Krieger war schon vor seiner Karriere regelmäßiger Besucher des Midgardsblot. Er schätzt die Inklusivität des Festivals. Als Adoptivkind weißer Eltern möchte er in beiden Welten zu Hause sein. In Interviews mit Medien wie der „Times Union“ erläuterte er, dass die Native Americans und die europäischen Neuheiden gleichermaßen Opfer seien. „Die heidnischen Religionen in Skandinavien wurden einst von den Christen unterdrückt, die Menschen vergewaltigt und ermordet. Die meisten amerikanischen Indigenen, die ich kenne, würden sagen, dass sie die gleiche Behandlung durch weiße Christen erfahren haben.“ Religionsexperte Gregorius weiß: „Heiden in Europa und den USA, die sich ja selbst als Äquivalent einer indigenen Kultur begreifen, hören es gerne, wenn indigene oder Schwarze Menschen sagen: Wir haben einen gemeinsamen Feind.“ Die kolonialen Verbrechen würden so weniger schwer auf den Schultern wiegen, auch wenn die Heimatländer der mehrheitlich weißen Heiden noch immer vom kolonialen Erbe profitieren würden. „Diese vereinfachende Sichtweise lässt auch außer Acht, dass indigene Kulturen fast überall auf der Welt zu Minderheiten dezimiert wurden und im Gegensatz zu den westlichen Neuheiden heute noch immer ganz real Unterdrückung und strukturelle Diskriminierung aufgrund ihrer ethnischen Zugehörigkeit erfahren.“
Gerade in Europa würden indigene Menschen noch immer romantisiert, erklärt Kim TallBear, Professorin für Native Studies an der Universität von Alberta. Dabei würde oft außer Acht gelassen, dass es sich um komplexe lebendige Gemeinschaften handelt „und nicht nur um Knochen in der Erde“. Die Wissenschaftlerin hat sich auf Fragen der DNA und den Begriff der Indigenität spezialisiert, von dem sie sagt, dass er zunehmend ausgehöhlt werde. Dass Neuheiden sich plötzlich in enger Verwandtschaft mit indigenen Kulturen meinen, wundert TallBear nicht, auch angesichts des in Nordamerika um sich greifenden Phänomens der sogenannten „Pretendians“ – Menschen, die vortäuschen, indigene Wurzeln zu haben, und dann für die indigene Bevölkerung sprechen. „Solche Leute sehen, dass indigene Völker heute mehr Anerkennung und Rechte erhalten und dass sie moralische Ansprüche stellen. Davon wollen sie etwas abhaben.“Rassisten? Hier doch nicht!
Wie oberflächlich die Empathie für indigene Lebenswirklichkeiten ist, zeigt sich dann auch beim Midgardsblot.

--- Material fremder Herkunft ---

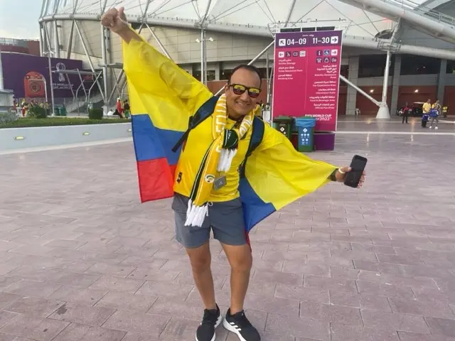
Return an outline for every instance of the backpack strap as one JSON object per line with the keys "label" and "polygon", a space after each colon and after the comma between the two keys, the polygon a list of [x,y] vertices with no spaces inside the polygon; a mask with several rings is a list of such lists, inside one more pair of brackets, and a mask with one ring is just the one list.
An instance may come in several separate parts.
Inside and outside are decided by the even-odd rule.
{"label": "backpack strap", "polygon": [[264,121],[262,121],[259,117],[255,116],[253,119],[252,124],[252,131],[251,132],[251,139],[250,140],[250,145],[248,146],[248,149],[247,151],[247,154],[245,155],[245,159],[243,162],[240,164],[239,167],[239,173],[240,174],[240,178],[245,178],[245,169],[247,163],[247,160],[250,157],[250,156],[255,151],[262,142],[262,139],[264,138],[264,131],[265,130]]}
{"label": "backpack strap", "polygon": [[198,109],[196,113],[190,117],[190,119],[188,124],[188,129],[183,133],[183,135],[177,141],[176,145],[172,148],[172,151],[176,153],[182,144],[186,141],[190,131],[194,129],[196,126],[200,124],[207,117],[213,114],[215,107],[218,101],[219,96],[213,96],[209,98]]}

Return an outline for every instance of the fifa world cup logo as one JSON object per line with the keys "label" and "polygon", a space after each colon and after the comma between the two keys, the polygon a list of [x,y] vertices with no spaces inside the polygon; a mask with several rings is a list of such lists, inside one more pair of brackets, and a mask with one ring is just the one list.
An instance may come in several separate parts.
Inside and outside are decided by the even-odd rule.
{"label": "fifa world cup logo", "polygon": [[[57,65],[55,65],[55,68],[57,69],[57,71],[64,71],[66,70],[66,66],[65,66],[65,64],[63,64],[63,63],[58,63]],[[58,81],[60,82],[65,82],[65,75],[59,72]]]}

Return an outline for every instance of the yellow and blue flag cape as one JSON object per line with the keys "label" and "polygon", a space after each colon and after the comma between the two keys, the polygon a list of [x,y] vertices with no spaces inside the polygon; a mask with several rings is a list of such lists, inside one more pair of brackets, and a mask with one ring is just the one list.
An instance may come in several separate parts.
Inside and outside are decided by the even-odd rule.
{"label": "yellow and blue flag cape", "polygon": [[[213,94],[143,40],[124,43],[123,53],[141,200],[171,197],[181,153],[172,148],[190,117]],[[239,188],[247,232],[327,183],[335,168],[299,153],[286,136],[265,124],[262,141],[249,157]]]}

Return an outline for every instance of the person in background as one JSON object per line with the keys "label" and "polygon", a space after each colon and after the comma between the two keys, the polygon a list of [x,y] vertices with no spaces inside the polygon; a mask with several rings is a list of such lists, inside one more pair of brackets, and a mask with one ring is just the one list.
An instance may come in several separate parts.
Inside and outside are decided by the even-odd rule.
{"label": "person in background", "polygon": [[429,114],[429,111],[432,109],[432,100],[429,98],[428,100],[422,106],[422,111],[423,114]]}
{"label": "person in background", "polygon": [[[432,106],[432,109],[430,110],[430,117],[432,117],[432,120],[429,124],[429,129],[433,128],[433,124],[434,124],[434,129],[438,129],[438,121],[439,117],[441,114],[441,104],[439,103],[439,100],[437,99],[434,104]],[[436,121],[436,124],[434,123]]]}
{"label": "person in background", "polygon": [[115,104],[115,114],[119,115],[121,119],[124,119],[123,116],[123,106],[122,105],[122,99],[117,99],[117,103]]}
{"label": "person in background", "polygon": [[129,103],[128,103],[128,99],[125,99],[123,102],[123,109],[125,113],[125,118],[128,119],[129,117]]}
{"label": "person in background", "polygon": [[449,111],[449,107],[444,105],[442,107],[442,117],[446,119],[447,118],[447,112]]}
{"label": "person in background", "polygon": [[406,120],[406,123],[407,122],[407,118],[410,116],[410,110],[411,110],[411,109],[408,107],[407,103],[406,103],[406,104],[405,105],[405,107],[402,109],[402,117],[403,119],[401,121],[401,124],[403,124],[405,123],[405,120]]}

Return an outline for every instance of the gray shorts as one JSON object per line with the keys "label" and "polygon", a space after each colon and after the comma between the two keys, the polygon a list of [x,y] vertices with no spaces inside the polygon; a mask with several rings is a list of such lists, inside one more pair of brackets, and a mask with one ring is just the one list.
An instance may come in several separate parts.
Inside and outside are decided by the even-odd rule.
{"label": "gray shorts", "polygon": [[247,238],[240,198],[213,202],[201,227],[185,226],[188,198],[175,193],[172,209],[176,218],[176,239],[187,249],[202,247],[208,242],[210,228],[213,237],[226,245],[245,245]]}

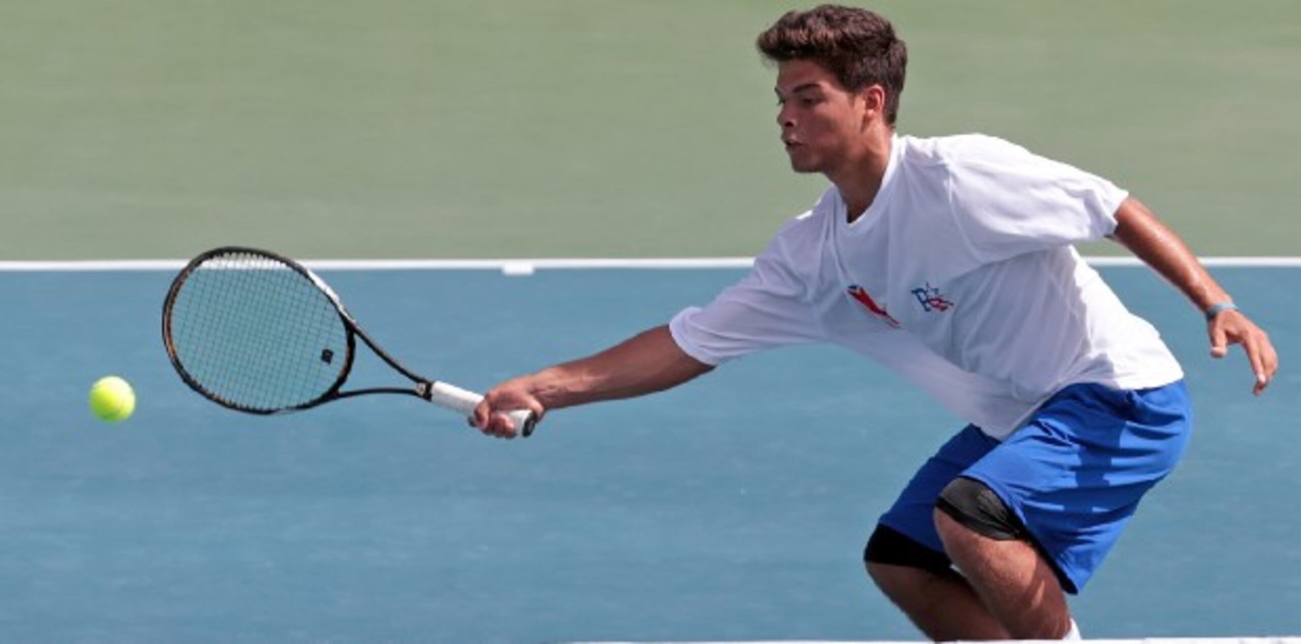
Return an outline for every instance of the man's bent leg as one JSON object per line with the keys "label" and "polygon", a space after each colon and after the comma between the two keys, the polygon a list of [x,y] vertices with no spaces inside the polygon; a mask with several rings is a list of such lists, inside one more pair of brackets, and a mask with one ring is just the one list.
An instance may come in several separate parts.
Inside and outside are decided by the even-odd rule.
{"label": "man's bent leg", "polygon": [[1011,639],[1055,640],[1072,628],[1056,572],[1029,541],[985,536],[935,510],[945,552]]}
{"label": "man's bent leg", "polygon": [[865,559],[868,575],[881,592],[928,637],[935,641],[1011,639],[943,554],[890,527],[878,526],[868,543]]}

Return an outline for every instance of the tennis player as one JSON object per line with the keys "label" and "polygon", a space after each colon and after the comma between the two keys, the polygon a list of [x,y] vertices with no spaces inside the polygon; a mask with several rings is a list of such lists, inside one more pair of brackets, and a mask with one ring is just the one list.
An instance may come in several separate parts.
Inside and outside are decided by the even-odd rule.
{"label": "tennis player", "polygon": [[[1072,247],[1108,237],[1239,343],[1261,393],[1268,337],[1137,199],[984,135],[895,131],[907,52],[885,18],[824,5],[758,36],[777,66],[791,167],[830,186],[704,307],[596,355],[502,382],[475,410],[640,396],[762,349],[831,342],[882,362],[971,423],[868,540],[868,572],[925,635],[1077,639],[1066,593],[1097,570],[1184,451],[1183,371]],[[865,392],[870,396],[870,392]]]}

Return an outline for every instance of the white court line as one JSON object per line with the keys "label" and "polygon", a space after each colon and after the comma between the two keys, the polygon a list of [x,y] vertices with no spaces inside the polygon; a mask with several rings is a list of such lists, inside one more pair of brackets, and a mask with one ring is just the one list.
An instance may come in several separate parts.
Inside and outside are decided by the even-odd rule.
{"label": "white court line", "polygon": [[[1111,640],[1081,640],[1085,644],[1301,644],[1297,636],[1274,637],[1136,637]],[[987,640],[984,644],[1060,644],[1062,640]],[[683,641],[683,640],[643,640],[643,641],[571,641],[567,644],[922,644],[913,640],[717,640],[717,641]],[[955,640],[952,644],[969,644],[967,640]]]}
{"label": "white court line", "polygon": [[[1138,267],[1137,258],[1085,258],[1095,267]],[[1297,268],[1301,258],[1201,258],[1209,267]],[[606,258],[606,259],[308,259],[308,268],[317,271],[519,271],[550,269],[688,269],[749,268],[751,258]],[[65,271],[178,271],[183,259],[107,259],[107,260],[35,260],[0,262],[0,272],[65,272]]]}

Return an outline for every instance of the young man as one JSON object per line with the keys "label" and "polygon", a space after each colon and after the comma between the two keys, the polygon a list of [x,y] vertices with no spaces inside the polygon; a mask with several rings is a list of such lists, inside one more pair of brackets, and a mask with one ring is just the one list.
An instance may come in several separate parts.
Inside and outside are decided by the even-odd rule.
{"label": "young man", "polygon": [[922,464],[865,549],[881,589],[935,640],[1077,636],[1089,579],[1190,427],[1179,363],[1071,246],[1110,237],[1240,343],[1261,393],[1265,332],[1183,242],[1111,182],[1004,141],[894,131],[907,53],[879,16],[791,12],[758,36],[795,172],[831,186],[749,275],[600,354],[502,382],[475,410],[640,396],[729,359],[833,342],[881,360],[971,425]]}

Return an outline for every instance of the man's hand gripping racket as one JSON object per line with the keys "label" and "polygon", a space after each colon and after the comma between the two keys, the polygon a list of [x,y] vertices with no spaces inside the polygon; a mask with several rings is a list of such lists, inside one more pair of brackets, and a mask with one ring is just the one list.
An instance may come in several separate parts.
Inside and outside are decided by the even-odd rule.
{"label": "man's hand gripping racket", "polygon": [[[410,386],[342,390],[356,338]],[[401,366],[362,330],[338,295],[302,264],[229,246],[194,258],[163,304],[163,343],[181,380],[206,398],[248,414],[282,414],[363,394],[416,396],[471,418],[483,396]],[[530,436],[539,416],[505,414],[494,436]]]}

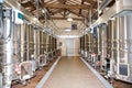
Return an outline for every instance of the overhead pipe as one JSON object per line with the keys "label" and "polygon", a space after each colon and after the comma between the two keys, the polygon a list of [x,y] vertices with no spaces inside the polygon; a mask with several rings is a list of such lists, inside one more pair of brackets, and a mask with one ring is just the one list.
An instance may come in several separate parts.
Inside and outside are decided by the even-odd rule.
{"label": "overhead pipe", "polygon": [[103,10],[112,0],[103,0],[101,6],[99,7],[99,10]]}

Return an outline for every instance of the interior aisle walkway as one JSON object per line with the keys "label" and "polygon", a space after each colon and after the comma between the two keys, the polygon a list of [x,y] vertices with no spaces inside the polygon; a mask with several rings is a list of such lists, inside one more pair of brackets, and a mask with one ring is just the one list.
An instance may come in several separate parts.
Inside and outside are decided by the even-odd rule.
{"label": "interior aisle walkway", "polygon": [[43,88],[105,88],[79,57],[62,57]]}

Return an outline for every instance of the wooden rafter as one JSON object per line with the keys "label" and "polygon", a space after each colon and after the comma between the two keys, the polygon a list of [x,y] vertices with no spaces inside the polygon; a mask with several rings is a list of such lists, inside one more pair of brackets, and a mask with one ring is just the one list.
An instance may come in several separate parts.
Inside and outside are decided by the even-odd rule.
{"label": "wooden rafter", "polygon": [[72,11],[72,10],[68,10],[70,13],[74,13],[74,14],[76,14],[76,15],[78,15],[78,16],[82,16],[82,18],[86,18],[85,15],[82,15],[82,14],[78,14],[78,12],[75,12],[75,11]]}
{"label": "wooden rafter", "polygon": [[45,8],[55,8],[55,9],[88,9],[90,6],[86,4],[45,4]]}
{"label": "wooden rafter", "polygon": [[[85,0],[81,0],[81,4],[84,4]],[[79,14],[81,14],[82,9],[79,10]]]}

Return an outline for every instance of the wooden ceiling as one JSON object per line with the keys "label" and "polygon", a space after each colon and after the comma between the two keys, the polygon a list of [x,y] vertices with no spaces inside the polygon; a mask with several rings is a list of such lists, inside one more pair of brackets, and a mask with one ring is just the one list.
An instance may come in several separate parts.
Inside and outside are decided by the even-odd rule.
{"label": "wooden ceiling", "polygon": [[[46,10],[53,20],[64,20],[73,13],[79,18],[74,18],[75,20],[82,21],[88,19],[90,11],[94,14],[98,8],[97,0],[19,0],[19,2],[40,21],[44,21],[43,10]],[[56,14],[62,16],[55,16]]]}

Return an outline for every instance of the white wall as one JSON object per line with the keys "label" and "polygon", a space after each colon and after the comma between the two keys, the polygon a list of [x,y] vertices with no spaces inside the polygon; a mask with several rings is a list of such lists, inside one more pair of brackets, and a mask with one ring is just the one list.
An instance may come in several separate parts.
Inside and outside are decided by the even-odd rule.
{"label": "white wall", "polygon": [[[58,43],[62,42],[62,56],[67,56],[67,53],[66,53],[66,37],[59,37],[57,38],[57,46],[58,46]],[[80,46],[80,43],[79,43],[79,37],[74,37],[74,54],[73,56],[78,56],[79,54],[79,46]],[[58,47],[59,48],[59,47]]]}

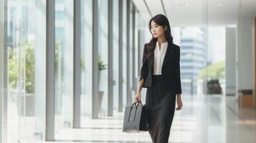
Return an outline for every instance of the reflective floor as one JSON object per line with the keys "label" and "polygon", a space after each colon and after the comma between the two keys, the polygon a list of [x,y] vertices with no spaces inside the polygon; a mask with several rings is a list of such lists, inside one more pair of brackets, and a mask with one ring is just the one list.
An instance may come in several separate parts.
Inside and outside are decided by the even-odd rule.
{"label": "reflective floor", "polygon": [[[183,96],[182,99],[183,109],[175,112],[169,142],[256,142],[256,109],[238,109],[232,97]],[[82,119],[82,129],[61,130],[52,142],[151,142],[148,132],[122,132],[123,116]]]}

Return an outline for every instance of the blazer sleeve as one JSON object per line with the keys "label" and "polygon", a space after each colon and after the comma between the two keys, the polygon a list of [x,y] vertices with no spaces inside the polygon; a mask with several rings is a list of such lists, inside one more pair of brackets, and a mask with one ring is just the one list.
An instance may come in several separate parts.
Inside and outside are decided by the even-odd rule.
{"label": "blazer sleeve", "polygon": [[181,67],[180,67],[180,55],[181,55],[181,50],[180,47],[178,46],[177,48],[177,66],[176,66],[176,70],[177,70],[177,94],[181,94]]}
{"label": "blazer sleeve", "polygon": [[144,45],[144,49],[143,49],[143,58],[142,58],[142,66],[141,69],[141,77],[140,77],[140,80],[142,78],[144,79],[144,80],[146,80],[146,78],[148,75],[148,67],[147,65],[147,59],[146,58],[146,45]]}

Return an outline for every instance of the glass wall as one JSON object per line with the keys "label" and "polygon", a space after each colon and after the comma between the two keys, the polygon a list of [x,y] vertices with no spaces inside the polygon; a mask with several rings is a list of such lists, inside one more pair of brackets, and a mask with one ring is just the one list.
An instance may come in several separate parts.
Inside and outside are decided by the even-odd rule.
{"label": "glass wall", "polygon": [[93,0],[81,1],[81,124],[92,117]]}
{"label": "glass wall", "polygon": [[[119,52],[119,37],[118,37],[118,32],[119,32],[119,3],[118,0],[113,0],[113,55],[114,57],[120,57],[118,56]],[[113,58],[114,58],[113,57]],[[115,60],[116,59],[113,59],[113,80],[114,80],[114,89],[113,89],[113,109],[114,112],[118,112],[118,89],[119,89],[119,82],[118,82],[118,75],[119,75],[119,70],[118,70],[118,60]]]}
{"label": "glass wall", "polygon": [[123,104],[126,104],[126,69],[127,69],[127,56],[126,56],[126,49],[127,49],[127,0],[123,1]]}
{"label": "glass wall", "polygon": [[108,114],[108,4],[105,0],[98,0],[98,64],[99,64],[99,117]]}
{"label": "glass wall", "polygon": [[55,1],[55,132],[72,127],[73,6]]}
{"label": "glass wall", "polygon": [[8,1],[7,142],[34,142],[45,127],[46,1]]}

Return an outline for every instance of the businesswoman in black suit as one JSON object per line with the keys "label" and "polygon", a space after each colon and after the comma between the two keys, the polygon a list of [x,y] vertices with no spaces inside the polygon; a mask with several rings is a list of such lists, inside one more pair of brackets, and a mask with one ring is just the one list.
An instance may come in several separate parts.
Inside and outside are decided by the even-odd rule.
{"label": "businesswoman in black suit", "polygon": [[[168,142],[176,99],[181,109],[180,48],[173,44],[168,19],[158,14],[149,21],[152,39],[144,45],[141,78],[134,102],[141,100],[142,87],[147,88],[148,132],[154,143]],[[177,97],[176,97],[177,96]]]}

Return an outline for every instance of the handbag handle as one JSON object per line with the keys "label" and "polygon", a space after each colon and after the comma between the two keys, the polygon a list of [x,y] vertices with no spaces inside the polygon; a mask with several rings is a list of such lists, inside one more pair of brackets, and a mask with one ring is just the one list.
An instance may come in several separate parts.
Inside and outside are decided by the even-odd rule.
{"label": "handbag handle", "polygon": [[133,109],[133,105],[136,105],[136,109],[135,110],[134,118],[133,118],[133,122],[135,121],[135,118],[136,118],[136,112],[137,112],[138,105],[139,105],[140,104],[142,104],[142,103],[141,103],[141,101],[138,103],[137,105],[136,105],[136,102],[134,102],[134,103],[131,105],[131,109],[130,109],[130,113],[129,113],[129,117],[128,117],[128,122],[129,122],[129,121],[130,121],[131,112],[131,109]]}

Am letzten Festivaltag postet Jon Krieger alias Blackbraid auf Instagram, dass seine Band von Security Guards und einigen Besuchern des Festivals rassistisch beleidigt worden sei. Die Diskussion, die daraufhin auf den Social-Media-Kanälen der Community entbrennt, dreht sich fast ausschließlich darum, dass Krieger und seine Bandkollegen betrunken gewesen seien und die strengen norwegischen Alkoholgesetze missachtet hätten. Einige werfen ihm vor, die „Rassenkarte“ zu spielen. Norwegen sei aber nicht Amerika. Hautfarbe spiele keine Rolle, solange man sich an die Regeln halte. „Die Besucher des Midgardsblot erklären gerne, dass Sexismus, Rassismus und Homophobie in der Szene kaum verbreitet sind. Diese Menschen fühlten sich auf eine Art betrogen, als Blackbraid dann doch nicht ganz in dieses Narrativ einstimmte“, resümiert Gregorius. Auch hier zeigt sich ein Grundproblem der heidnischen Verbrüderung mit indigenen Gemeinschaften. Wer nie selbst Ziel rassistischer Angriffe wurde, kommt schneller zu der Schlussfolgerung: Alles halb so schlimm. Das macht diese Menschen nicht gleich zu Rassisten. Aber allemal zu schlechten Geschwistern.